In Part 1, we learned that Paul is emphasizing the fact that the gospel he first preached to the Galatians was not human-like but rather God-like. There is nothing characteristically human about the gospel. It doesn’t possess any human qualities.
We then explored the first two ways in which the gospel cannot be characterized as human. Here now are two additional reasons why the gospel cannot be characterized as human.
3. The Holy Purpose of the Gospel Cannot Be Characterized as Human (1:4b).
Paul, in Galatians 1:4b says that the purpose of Christ’s death was to deliver sinners from this present evil world. In contrast, the fallen human heart loves the things of the world and senses no need for deliverance. (cf. 1 Jn. 5:19).
For example, in 2 Timothy 4:10, Paul, writing of Demas says, “for Demas, having loved this present world, has deserted me…” In James 4:4, James describes unbelievers as being in friendship with the world, “You adulterous people! Do you not know that friendship with the world is enmity with God? Therefore whoever wishes to be a friend of the world makes himself an enemy of God.” To be in friendship with the world is to have a deep and intimate affection for the things of the world.
John, in 1 John 2:15-17, reveals how the hearts of unbelievers love the world (i.e., the world system that is opposed to God) and the things in the world. In 1 John 5:19, John states that the whole world (i.e., all the spiritually unconverted) lies in the power of the evil one.
The gospel, then, cannot be characterized as human because its purpose is directly opposite from the fallen desire (i.e., love of the world) and state (i.e., lies in the power of the evil one) of an unconverted heart.
4. The Sovereign Origin of the Gospel Cannot Be Characterized as Human (1:4c).
Paul unequivocally attributes the origin of man’s salvation to God’s will.
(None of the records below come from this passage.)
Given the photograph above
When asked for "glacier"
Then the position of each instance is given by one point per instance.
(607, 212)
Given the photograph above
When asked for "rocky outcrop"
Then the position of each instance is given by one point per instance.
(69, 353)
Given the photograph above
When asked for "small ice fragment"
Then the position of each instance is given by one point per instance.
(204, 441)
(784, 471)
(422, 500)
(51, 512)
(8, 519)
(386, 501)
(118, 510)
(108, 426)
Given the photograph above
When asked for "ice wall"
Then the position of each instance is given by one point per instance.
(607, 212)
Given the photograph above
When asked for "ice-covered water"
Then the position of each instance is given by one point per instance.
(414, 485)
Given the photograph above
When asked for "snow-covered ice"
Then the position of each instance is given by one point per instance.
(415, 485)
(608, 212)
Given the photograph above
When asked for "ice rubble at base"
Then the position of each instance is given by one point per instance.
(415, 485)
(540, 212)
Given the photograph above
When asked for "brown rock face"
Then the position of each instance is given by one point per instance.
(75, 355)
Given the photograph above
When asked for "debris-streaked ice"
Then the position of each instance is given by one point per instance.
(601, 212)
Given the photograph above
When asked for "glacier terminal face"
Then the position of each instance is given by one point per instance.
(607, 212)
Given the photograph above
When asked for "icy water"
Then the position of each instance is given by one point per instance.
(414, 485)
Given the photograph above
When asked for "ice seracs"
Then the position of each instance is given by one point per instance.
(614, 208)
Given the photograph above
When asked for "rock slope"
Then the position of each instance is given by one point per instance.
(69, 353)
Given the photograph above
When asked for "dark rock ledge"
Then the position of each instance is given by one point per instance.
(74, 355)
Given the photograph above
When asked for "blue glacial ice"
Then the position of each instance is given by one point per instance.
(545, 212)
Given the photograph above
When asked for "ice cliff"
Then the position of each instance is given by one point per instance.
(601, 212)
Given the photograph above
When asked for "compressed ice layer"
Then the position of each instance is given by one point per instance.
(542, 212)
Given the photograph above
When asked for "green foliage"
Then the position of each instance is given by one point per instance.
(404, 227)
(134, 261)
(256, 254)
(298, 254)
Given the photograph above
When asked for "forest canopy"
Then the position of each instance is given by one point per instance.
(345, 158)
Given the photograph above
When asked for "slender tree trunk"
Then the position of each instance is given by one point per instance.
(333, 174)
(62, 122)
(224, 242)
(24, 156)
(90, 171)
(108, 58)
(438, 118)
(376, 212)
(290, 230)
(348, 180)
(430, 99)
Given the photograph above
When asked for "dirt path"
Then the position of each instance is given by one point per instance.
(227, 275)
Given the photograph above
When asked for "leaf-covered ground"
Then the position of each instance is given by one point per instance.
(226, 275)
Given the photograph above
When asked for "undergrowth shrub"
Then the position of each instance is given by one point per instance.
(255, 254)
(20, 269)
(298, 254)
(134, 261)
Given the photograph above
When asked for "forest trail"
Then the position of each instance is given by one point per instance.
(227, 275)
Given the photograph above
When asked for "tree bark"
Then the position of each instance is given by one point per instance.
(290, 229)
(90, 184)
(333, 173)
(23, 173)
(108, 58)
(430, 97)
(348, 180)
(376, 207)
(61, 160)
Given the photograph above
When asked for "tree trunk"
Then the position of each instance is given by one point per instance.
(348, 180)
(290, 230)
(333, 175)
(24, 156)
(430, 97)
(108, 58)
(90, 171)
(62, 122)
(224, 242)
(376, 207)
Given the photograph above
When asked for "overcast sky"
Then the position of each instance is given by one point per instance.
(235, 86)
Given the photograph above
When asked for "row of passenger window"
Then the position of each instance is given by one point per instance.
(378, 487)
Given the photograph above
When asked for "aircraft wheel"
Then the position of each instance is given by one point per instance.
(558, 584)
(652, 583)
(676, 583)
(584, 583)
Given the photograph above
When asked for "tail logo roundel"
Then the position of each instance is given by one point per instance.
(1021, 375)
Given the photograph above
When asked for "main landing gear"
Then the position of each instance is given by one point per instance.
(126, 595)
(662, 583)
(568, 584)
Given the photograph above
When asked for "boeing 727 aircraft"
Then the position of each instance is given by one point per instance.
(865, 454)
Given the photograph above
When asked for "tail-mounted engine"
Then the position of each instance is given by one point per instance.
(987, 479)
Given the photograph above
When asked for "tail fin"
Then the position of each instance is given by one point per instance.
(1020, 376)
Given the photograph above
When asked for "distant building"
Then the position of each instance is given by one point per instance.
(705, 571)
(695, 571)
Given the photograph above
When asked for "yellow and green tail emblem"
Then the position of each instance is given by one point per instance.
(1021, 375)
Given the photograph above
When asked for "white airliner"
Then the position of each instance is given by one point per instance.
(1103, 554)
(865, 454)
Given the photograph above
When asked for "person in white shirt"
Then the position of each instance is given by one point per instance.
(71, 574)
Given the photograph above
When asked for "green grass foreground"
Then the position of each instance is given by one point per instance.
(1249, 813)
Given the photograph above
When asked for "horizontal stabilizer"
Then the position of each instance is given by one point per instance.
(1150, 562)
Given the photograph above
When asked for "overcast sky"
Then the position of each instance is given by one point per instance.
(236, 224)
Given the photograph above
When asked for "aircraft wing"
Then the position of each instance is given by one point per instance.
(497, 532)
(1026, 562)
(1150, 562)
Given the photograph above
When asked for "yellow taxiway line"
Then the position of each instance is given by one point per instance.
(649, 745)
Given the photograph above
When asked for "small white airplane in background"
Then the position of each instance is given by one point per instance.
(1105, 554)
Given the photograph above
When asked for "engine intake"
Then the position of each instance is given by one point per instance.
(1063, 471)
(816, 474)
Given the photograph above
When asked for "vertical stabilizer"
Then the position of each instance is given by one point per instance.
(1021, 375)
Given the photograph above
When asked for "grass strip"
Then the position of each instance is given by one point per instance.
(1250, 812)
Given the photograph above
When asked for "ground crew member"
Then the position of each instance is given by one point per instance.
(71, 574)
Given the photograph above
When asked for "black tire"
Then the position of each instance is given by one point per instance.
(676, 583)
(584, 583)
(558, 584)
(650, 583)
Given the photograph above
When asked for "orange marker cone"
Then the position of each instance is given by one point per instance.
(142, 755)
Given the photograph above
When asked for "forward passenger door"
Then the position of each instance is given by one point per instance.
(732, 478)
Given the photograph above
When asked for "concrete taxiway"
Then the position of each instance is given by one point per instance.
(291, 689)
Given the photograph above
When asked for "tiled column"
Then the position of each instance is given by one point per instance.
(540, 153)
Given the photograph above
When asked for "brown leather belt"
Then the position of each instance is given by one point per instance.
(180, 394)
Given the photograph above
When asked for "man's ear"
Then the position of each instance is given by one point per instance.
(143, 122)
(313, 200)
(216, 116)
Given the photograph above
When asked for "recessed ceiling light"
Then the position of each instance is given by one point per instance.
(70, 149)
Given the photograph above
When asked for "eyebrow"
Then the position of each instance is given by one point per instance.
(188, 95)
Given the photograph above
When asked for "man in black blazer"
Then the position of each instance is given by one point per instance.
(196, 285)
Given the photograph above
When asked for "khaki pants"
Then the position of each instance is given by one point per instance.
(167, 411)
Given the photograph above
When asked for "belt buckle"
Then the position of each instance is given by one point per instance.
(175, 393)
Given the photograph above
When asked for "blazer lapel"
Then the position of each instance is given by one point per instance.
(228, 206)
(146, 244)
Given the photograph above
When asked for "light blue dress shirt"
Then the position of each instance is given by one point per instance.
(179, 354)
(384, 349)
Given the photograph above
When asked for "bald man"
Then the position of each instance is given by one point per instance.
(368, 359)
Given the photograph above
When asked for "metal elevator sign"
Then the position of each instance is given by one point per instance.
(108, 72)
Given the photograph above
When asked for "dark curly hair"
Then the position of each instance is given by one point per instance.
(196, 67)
Christ gave Himself for our sins in order to deliver us from this evil world and He did so “according to the will of our God and Father.” By this single phrase, Paul destroys the gospel according to man (i.e., man’s self-righteous works as the source of justification) and extols the good pleasure and gracious will of our God and Father.
Note Paul didn’t say “according to our Judge” but rather “according to our Father.” We see the love of the Father for His people revealed in the saving work of His Son. John, in 1 John 4:10 writes, “In this is love, not that we have loved God but that he loved us and sent his Son to be the propitiation for our sins.” What love! What grace! What mercy!
In Romans 1:1 and 1 Thessalonians 2:8, Paul calls the gospel, “the gospel of God,” because He is its author. The gospel originates with God. He is its source and architect. Salvation from beginning to end belongs to the Lord (Jonah 2:9). “For,” as Paul writes, “from him and through him and to him are all things. To him be glory forever. Amen,” (emphasis mine; Rom. 11:36).
Consider carefully the following observation by Graeme Goldsworthy concerning the divine authorship of the gospel,
“…it is God’s gospel. He is the author of it and the one who puts it into effect. It achieves what He wants it to, and in the way he determines. It deals with the problems that he perceives and defines. It does not primarily deal with our needs as we perceive them- how can I live a better life, overcome my hang-ups, make sense of my existence-although it may include these (as a benefit-J.F.). The gospel is God’s way of dealing with his “problem” of how He, a holy and just God, can justify and accept the sinner. Only God’s wisdom is great enough to devise a plan that will achieve this,” (According to Plan, pp. 81-82).